Michal,

thanks for the explanation. i think its more clear now and could indeed fit the needs. so the basic idea would be to create multiple pom fragments instead of xml fragments. tho i guess they then wouldnot pass the validation (or would they ?) but as far as im concerned i dont mind (yet ;)

-- gd

Maczka Michal wrote:



-----Original Message-----
From: Gilles Dodinet [mailto:[EMAIL PROTECTED]
Sent: Thursday, March 18, 2004 10:26 PM
To: Maven Developers List
Subject: Re: cvs commit: maven-components USE-CASES.txt


hi-


here are a few comments on why ive added that <inclusions> thingy. first let me say i dont actually think it would be a nice solution (as i pointed it in the patch). i also agree that entities stuff are error-prone especially in a multiproject context (i have indeed experimented inconsistent behaviour dependending on where the build is triggered). however my point was to merge arbitrary fragments, not just poms.

indeed oned like to modularize the pom and break it into smaller entities (f.i say one fragment for <developers> b/c there are 30 developers working on my project, one fragment for the <versions> b/c the ci process tags every nigth, etc. please select the relevant examples ;). breaking pom into smaller, independent parts and how the cut is done is ultimately the team responsibility (or is not ?). if one knows for sure that an included file is relative to ${pom.file.parent} then it doesnot depend anymore on the user's workspace (however it still depends on the project structure like any other resources).


POMs should be looked up in the maven repository or generally speaking in
POM database (local repository is the simplest implementation of POM database) not be
specified as relative path in the local file system.
At the moment you can alredy do:
<inherit>${maven.repo.local}/foo/poms/foo.pom</inherit> which is not perfect
as the missing parent POM won't be downloaded
to the repository if it is missing there.




what michal describes (correct me if im wrong) lacks imho crucial flexibilty and misses the point : included content might (surely) not be defined in other poms (at least not in the way one might want it).




First thing is that representation of POM as XML instance is not the only
one which is possible.
If we had a POM storage in the relational database of POM we would always
need to have a representation of POM fragment as a set of
certain Java Objects. Of course those objects can be transformed to XML then
merged but this seems to be an overkill. It would be better to merge
pure Java Objects as this supports any way of representation of POM (XML,
LDAP, Relational Database) as long as mapping to Java (POJOs) exists


I think that you can have as many tiny POMs as you wish with the fragments
which you want to share.
But I don't see a big need for that. Intelligent (single) inheritance with
special tags which will let you aggregate
override POM sections will IMO do the trick. I think we are able to do this.
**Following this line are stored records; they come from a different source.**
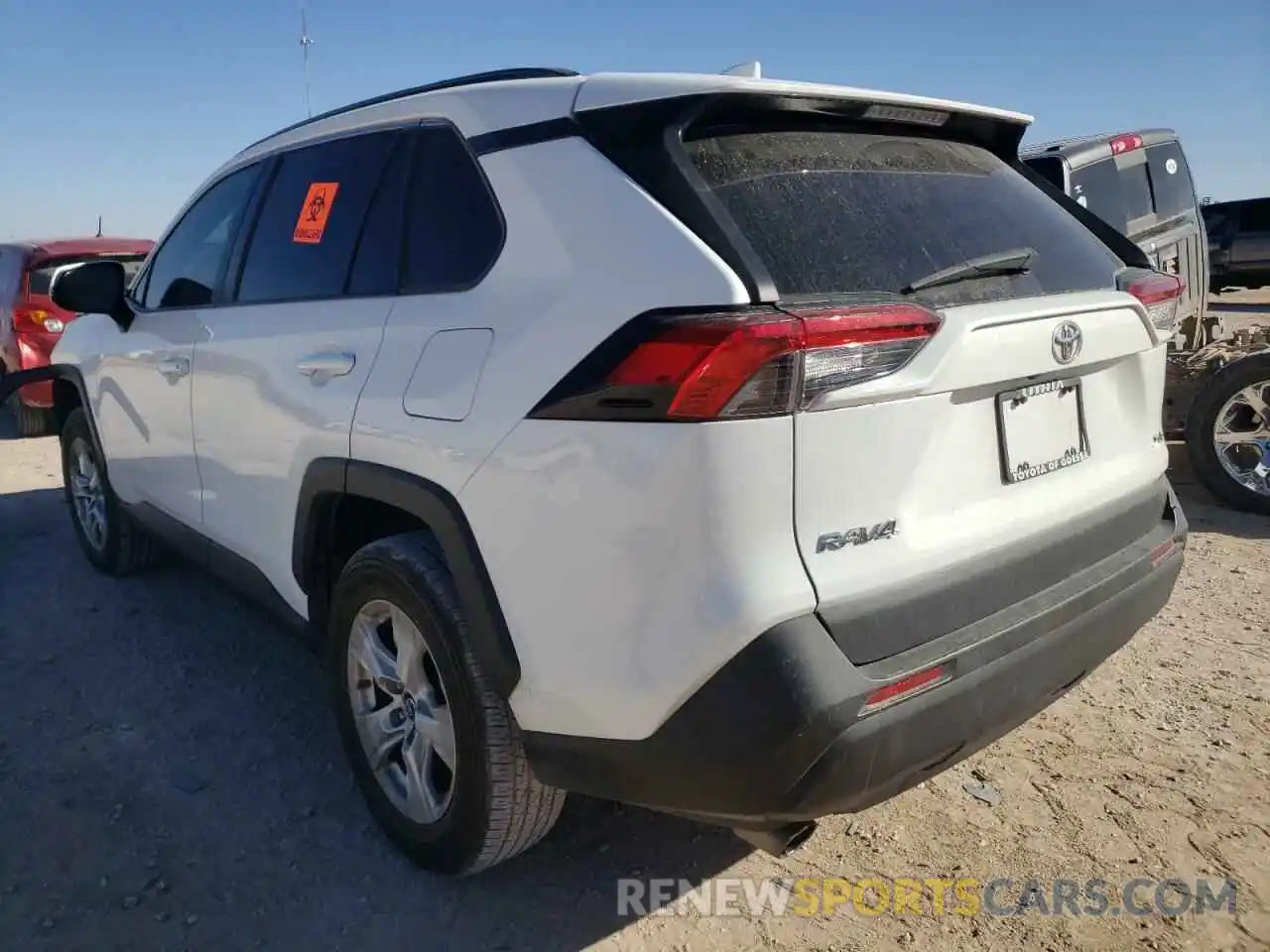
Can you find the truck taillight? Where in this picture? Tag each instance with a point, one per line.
(1161, 295)
(758, 362)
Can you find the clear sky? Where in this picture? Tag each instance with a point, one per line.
(121, 108)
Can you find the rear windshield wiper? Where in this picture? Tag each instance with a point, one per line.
(1016, 261)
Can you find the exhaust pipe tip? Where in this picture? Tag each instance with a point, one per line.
(779, 841)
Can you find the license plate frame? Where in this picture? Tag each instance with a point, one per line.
(1014, 413)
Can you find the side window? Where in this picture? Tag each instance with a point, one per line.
(186, 268)
(453, 225)
(1170, 179)
(1097, 186)
(377, 263)
(10, 275)
(305, 238)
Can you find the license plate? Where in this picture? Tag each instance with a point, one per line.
(1042, 429)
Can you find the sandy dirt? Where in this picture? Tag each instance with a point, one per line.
(171, 778)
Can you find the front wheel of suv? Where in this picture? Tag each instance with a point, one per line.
(435, 749)
(111, 538)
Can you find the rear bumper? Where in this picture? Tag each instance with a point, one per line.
(776, 735)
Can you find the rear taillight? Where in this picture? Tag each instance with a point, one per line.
(1160, 294)
(760, 362)
(36, 318)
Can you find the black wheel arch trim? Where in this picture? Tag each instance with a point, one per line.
(326, 480)
(12, 382)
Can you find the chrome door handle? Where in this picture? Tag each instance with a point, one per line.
(175, 368)
(322, 367)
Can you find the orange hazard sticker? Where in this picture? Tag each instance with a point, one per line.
(317, 209)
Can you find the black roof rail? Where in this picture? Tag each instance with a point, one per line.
(518, 72)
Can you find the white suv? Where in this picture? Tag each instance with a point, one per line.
(738, 448)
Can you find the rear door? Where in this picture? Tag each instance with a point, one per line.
(278, 371)
(1006, 439)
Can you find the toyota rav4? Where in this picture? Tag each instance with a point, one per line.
(738, 448)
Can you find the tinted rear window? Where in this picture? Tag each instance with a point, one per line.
(1137, 191)
(1170, 179)
(1097, 188)
(41, 277)
(838, 212)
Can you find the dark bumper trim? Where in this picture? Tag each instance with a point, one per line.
(775, 737)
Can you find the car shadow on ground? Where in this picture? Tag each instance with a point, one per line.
(1203, 511)
(171, 775)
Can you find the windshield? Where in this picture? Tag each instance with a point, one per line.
(41, 277)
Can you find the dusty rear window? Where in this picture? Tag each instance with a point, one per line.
(839, 212)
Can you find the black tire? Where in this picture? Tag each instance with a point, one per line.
(32, 420)
(1201, 421)
(127, 547)
(497, 807)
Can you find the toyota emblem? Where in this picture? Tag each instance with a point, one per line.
(1067, 341)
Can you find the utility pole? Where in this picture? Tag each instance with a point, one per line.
(305, 42)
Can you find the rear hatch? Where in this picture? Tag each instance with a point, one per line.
(944, 471)
(1146, 193)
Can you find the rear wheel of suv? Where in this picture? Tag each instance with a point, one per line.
(111, 538)
(436, 752)
(1228, 434)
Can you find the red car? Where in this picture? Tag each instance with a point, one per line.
(31, 324)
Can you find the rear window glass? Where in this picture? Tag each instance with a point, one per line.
(41, 277)
(1137, 190)
(843, 212)
(1170, 180)
(1097, 188)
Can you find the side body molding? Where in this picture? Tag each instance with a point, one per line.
(327, 479)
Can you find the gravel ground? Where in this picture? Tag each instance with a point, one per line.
(171, 778)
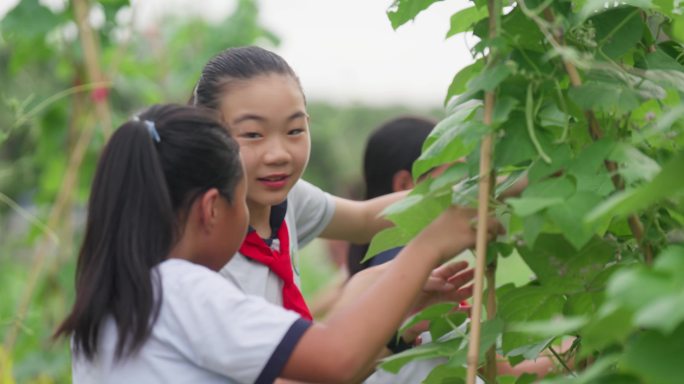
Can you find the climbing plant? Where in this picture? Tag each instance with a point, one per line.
(583, 99)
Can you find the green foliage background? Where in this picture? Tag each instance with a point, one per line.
(42, 113)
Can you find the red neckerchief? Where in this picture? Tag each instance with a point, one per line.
(280, 263)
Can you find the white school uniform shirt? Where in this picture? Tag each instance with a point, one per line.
(208, 331)
(308, 210)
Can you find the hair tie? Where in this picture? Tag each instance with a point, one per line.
(151, 128)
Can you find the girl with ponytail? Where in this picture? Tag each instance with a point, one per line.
(167, 210)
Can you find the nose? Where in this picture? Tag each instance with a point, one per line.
(277, 153)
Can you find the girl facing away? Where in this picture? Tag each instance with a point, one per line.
(167, 210)
(260, 99)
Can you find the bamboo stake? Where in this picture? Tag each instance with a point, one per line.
(481, 244)
(484, 193)
(91, 52)
(46, 247)
(635, 224)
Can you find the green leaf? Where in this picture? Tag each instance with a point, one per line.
(387, 239)
(456, 141)
(402, 205)
(30, 20)
(560, 155)
(558, 187)
(559, 266)
(446, 323)
(661, 60)
(589, 170)
(664, 313)
(461, 79)
(529, 303)
(553, 327)
(532, 227)
(394, 363)
(592, 7)
(525, 206)
(451, 176)
(430, 313)
(634, 165)
(569, 217)
(446, 374)
(490, 78)
(403, 11)
(618, 30)
(409, 220)
(605, 97)
(515, 147)
(462, 20)
(612, 325)
(666, 184)
(656, 358)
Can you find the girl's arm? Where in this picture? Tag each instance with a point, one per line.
(339, 349)
(359, 221)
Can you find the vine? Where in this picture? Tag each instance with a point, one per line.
(588, 107)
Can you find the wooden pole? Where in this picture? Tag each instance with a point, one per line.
(484, 193)
(91, 53)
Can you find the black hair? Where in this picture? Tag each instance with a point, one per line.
(392, 147)
(149, 174)
(236, 64)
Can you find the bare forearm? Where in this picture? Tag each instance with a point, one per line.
(359, 221)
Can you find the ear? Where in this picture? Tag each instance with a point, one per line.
(208, 209)
(402, 181)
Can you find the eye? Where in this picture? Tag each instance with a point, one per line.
(250, 135)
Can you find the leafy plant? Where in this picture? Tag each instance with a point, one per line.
(585, 100)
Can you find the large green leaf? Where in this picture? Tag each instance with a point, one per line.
(456, 141)
(459, 83)
(605, 97)
(410, 219)
(515, 147)
(402, 11)
(568, 217)
(525, 304)
(462, 20)
(559, 266)
(633, 165)
(394, 363)
(491, 77)
(592, 7)
(655, 357)
(667, 183)
(618, 30)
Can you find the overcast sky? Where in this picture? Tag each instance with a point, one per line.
(347, 50)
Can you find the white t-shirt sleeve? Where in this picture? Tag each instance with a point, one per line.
(221, 329)
(313, 209)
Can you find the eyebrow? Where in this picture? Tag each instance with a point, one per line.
(251, 116)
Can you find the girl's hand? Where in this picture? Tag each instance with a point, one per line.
(447, 283)
(454, 231)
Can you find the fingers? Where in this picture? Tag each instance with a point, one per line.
(458, 295)
(459, 280)
(447, 270)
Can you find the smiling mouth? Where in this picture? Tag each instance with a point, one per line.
(275, 181)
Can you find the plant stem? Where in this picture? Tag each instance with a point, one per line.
(490, 357)
(635, 224)
(64, 197)
(484, 193)
(91, 53)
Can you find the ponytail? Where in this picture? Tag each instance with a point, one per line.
(151, 171)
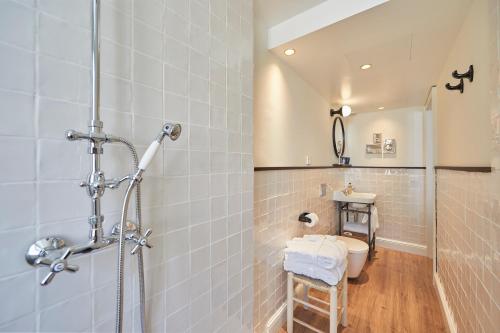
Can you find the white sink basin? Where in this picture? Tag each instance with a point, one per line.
(358, 197)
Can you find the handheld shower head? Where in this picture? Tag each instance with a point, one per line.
(173, 131)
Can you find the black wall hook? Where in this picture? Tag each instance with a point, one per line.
(467, 75)
(459, 86)
(303, 217)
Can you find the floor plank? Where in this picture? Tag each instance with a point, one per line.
(394, 293)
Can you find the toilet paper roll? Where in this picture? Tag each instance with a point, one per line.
(314, 220)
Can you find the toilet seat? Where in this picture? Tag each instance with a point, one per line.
(356, 257)
(354, 245)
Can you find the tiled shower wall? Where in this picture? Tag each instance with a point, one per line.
(188, 61)
(280, 196)
(468, 239)
(468, 224)
(400, 201)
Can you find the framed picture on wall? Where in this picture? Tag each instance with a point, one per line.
(377, 138)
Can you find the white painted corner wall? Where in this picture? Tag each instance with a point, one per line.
(291, 119)
(404, 125)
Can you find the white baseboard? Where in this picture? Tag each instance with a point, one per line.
(450, 320)
(277, 320)
(401, 246)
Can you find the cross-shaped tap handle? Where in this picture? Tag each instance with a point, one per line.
(59, 265)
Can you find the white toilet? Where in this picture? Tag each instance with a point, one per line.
(358, 251)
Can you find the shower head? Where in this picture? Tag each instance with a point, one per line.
(173, 131)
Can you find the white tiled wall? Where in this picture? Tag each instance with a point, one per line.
(280, 197)
(468, 239)
(400, 200)
(179, 60)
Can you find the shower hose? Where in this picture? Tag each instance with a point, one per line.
(121, 252)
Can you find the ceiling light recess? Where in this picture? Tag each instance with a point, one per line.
(344, 111)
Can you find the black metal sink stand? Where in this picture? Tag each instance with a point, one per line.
(344, 207)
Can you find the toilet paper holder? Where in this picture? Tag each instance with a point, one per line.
(303, 217)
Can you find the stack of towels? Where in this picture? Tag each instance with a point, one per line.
(321, 257)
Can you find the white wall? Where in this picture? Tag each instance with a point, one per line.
(404, 125)
(291, 119)
(463, 120)
(197, 195)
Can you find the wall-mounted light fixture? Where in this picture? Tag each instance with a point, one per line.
(344, 111)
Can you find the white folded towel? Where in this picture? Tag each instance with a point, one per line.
(322, 251)
(330, 276)
(316, 238)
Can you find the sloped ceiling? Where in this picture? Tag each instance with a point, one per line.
(406, 41)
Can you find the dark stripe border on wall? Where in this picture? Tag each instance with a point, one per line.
(332, 167)
(465, 169)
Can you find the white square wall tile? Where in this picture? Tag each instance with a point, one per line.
(17, 68)
(148, 40)
(21, 300)
(12, 15)
(20, 162)
(155, 64)
(71, 316)
(63, 40)
(148, 71)
(60, 159)
(18, 205)
(18, 115)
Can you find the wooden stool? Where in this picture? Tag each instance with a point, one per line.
(333, 291)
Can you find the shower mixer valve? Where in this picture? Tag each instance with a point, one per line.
(54, 252)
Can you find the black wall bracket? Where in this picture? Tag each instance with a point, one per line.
(459, 86)
(303, 217)
(469, 75)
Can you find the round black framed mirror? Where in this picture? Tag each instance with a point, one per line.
(338, 137)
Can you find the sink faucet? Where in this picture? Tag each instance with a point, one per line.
(348, 190)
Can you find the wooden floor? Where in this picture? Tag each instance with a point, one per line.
(393, 294)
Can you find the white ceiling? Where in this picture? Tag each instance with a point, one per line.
(272, 12)
(406, 41)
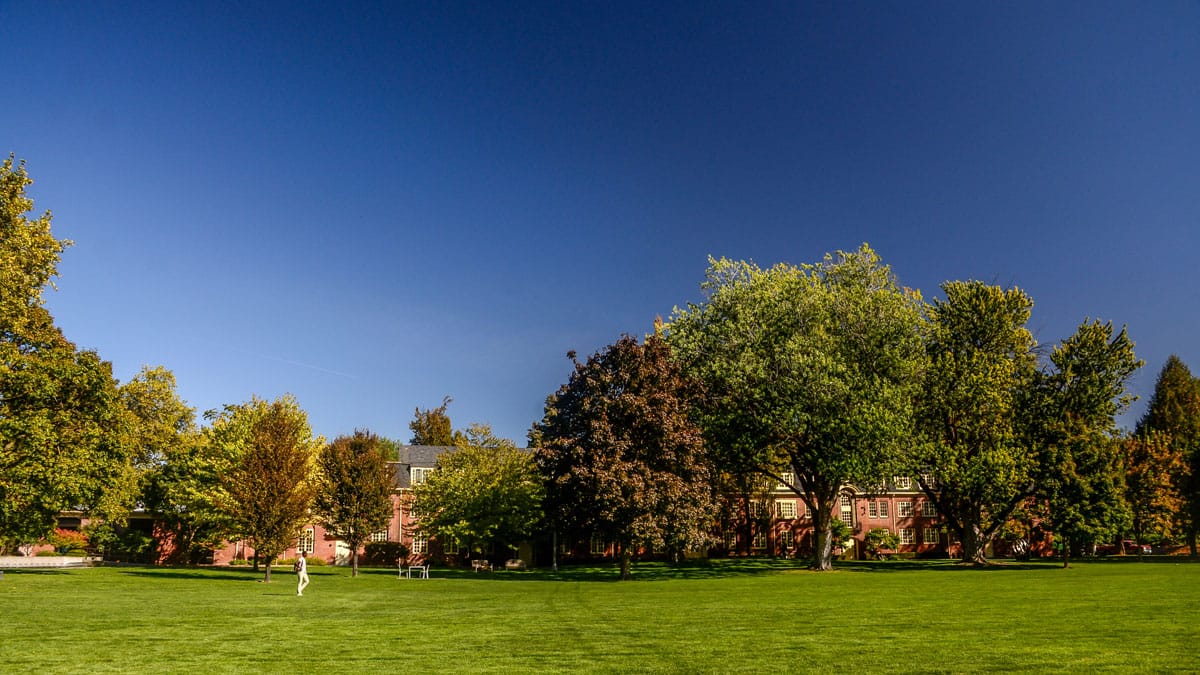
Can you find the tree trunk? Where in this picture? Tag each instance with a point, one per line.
(975, 545)
(822, 542)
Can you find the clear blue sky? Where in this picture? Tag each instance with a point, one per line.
(375, 205)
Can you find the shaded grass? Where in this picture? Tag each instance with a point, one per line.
(720, 616)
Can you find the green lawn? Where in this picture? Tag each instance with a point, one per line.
(756, 616)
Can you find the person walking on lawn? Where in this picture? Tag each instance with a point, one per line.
(301, 573)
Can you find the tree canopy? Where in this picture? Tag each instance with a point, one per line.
(432, 426)
(809, 370)
(485, 491)
(621, 454)
(1174, 414)
(60, 422)
(353, 494)
(270, 484)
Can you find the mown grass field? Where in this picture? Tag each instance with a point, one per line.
(726, 616)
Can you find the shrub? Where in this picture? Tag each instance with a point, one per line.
(384, 554)
(880, 539)
(67, 542)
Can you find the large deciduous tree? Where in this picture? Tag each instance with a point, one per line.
(975, 460)
(432, 426)
(60, 423)
(621, 454)
(353, 496)
(1155, 471)
(809, 370)
(1081, 475)
(270, 484)
(1174, 411)
(485, 491)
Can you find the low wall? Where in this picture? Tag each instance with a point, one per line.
(22, 562)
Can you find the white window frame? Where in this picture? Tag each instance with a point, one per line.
(760, 541)
(598, 545)
(307, 542)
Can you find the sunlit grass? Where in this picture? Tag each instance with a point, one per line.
(725, 616)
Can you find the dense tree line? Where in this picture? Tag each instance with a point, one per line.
(817, 376)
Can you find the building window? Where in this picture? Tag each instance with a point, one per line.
(307, 541)
(599, 547)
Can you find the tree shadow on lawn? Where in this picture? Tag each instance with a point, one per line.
(209, 573)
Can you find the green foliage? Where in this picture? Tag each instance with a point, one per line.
(1081, 473)
(1174, 413)
(432, 426)
(805, 369)
(67, 542)
(621, 454)
(975, 459)
(880, 539)
(1155, 473)
(270, 484)
(60, 444)
(384, 554)
(485, 491)
(353, 495)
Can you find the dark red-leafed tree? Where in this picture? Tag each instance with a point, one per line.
(621, 455)
(353, 490)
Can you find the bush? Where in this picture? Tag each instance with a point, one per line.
(67, 542)
(880, 539)
(384, 554)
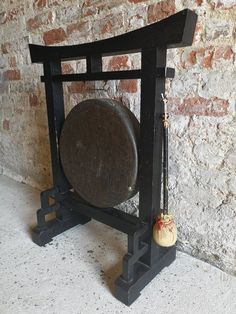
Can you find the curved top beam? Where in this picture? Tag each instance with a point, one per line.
(174, 31)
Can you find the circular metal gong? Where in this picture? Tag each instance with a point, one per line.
(99, 151)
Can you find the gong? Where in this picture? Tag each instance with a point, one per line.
(99, 151)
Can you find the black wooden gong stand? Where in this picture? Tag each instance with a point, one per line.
(144, 258)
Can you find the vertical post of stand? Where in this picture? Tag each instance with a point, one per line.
(56, 117)
(151, 144)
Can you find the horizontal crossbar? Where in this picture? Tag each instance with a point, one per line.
(112, 217)
(112, 75)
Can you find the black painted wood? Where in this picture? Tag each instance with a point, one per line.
(172, 32)
(109, 75)
(56, 117)
(144, 259)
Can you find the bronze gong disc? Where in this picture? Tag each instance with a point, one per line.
(99, 151)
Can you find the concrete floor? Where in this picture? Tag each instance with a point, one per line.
(75, 273)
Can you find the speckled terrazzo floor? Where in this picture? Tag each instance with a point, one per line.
(75, 273)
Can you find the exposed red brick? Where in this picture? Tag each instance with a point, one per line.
(10, 15)
(39, 20)
(221, 5)
(5, 47)
(160, 10)
(128, 86)
(137, 1)
(3, 88)
(207, 61)
(40, 3)
(81, 87)
(19, 111)
(214, 106)
(119, 63)
(223, 53)
(109, 24)
(12, 75)
(54, 36)
(77, 27)
(12, 62)
(202, 56)
(67, 68)
(34, 100)
(106, 28)
(6, 125)
(199, 2)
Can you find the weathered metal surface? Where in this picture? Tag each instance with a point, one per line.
(99, 151)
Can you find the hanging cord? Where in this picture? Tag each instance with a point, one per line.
(165, 122)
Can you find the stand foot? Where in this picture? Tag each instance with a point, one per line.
(44, 235)
(128, 292)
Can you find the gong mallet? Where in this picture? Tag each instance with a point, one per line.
(164, 230)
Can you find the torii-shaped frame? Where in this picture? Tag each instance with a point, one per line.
(144, 259)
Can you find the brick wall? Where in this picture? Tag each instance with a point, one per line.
(201, 102)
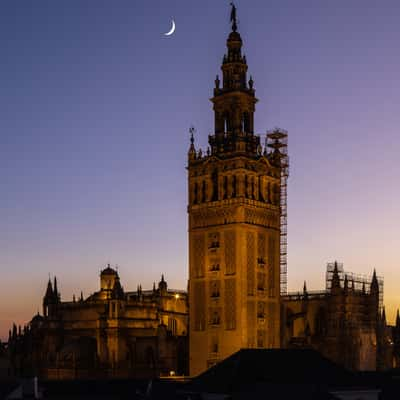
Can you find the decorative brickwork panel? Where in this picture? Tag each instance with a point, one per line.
(214, 316)
(198, 255)
(271, 324)
(230, 303)
(273, 267)
(261, 250)
(261, 338)
(215, 288)
(199, 302)
(251, 324)
(250, 263)
(261, 283)
(230, 252)
(261, 309)
(213, 241)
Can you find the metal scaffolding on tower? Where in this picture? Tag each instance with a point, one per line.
(277, 140)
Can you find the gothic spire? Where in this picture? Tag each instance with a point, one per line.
(49, 290)
(233, 17)
(335, 277)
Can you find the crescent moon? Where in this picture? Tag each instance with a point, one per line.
(172, 29)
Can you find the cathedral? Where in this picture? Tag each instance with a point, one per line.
(237, 295)
(110, 334)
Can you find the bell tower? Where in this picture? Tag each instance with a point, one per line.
(234, 225)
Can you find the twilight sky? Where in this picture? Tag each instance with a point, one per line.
(95, 106)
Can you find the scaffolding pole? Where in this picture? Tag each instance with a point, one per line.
(277, 140)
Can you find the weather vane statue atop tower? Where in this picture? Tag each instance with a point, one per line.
(233, 17)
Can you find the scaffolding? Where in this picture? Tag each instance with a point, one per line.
(360, 282)
(277, 140)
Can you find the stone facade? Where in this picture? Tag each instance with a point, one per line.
(234, 198)
(111, 333)
(346, 323)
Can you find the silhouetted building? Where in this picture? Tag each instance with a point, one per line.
(346, 322)
(112, 333)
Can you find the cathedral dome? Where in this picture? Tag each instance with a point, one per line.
(108, 271)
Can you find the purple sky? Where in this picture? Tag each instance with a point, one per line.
(95, 107)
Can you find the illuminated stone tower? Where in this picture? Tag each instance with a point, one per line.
(234, 225)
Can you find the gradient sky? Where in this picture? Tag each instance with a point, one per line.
(95, 106)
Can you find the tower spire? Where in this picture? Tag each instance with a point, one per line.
(233, 17)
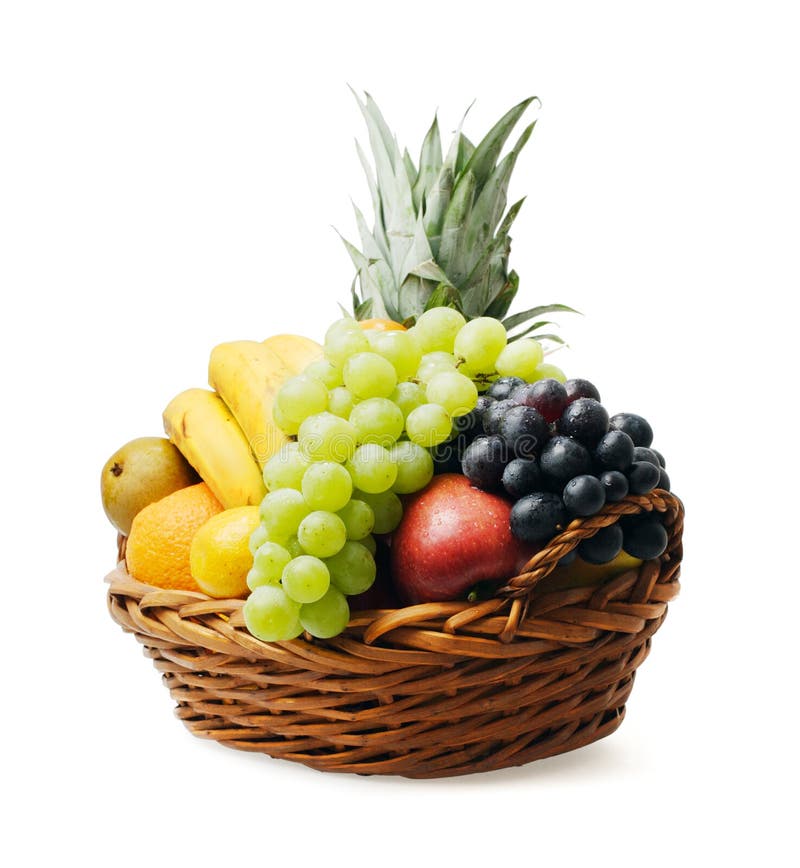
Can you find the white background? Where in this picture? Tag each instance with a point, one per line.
(170, 172)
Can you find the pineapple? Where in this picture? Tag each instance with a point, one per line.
(440, 235)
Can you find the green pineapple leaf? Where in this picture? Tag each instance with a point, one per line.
(524, 316)
(445, 296)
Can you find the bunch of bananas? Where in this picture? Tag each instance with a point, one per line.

also from the mailing list this inclusion issue seems to be recurrent issue. so perhaps a "HowAndWhyPomShouldnotDeclareXmlEntities" wiki entry could be useful. however i obviously cannot be the one creating it ;)




XML entities are the only fix (dirty IMO) which I know which is available at the moment. I personally rather prefer to copy/past POM fragments then use XML entities, but as long as we won't come with something better I can understand the position of people which are using this technique.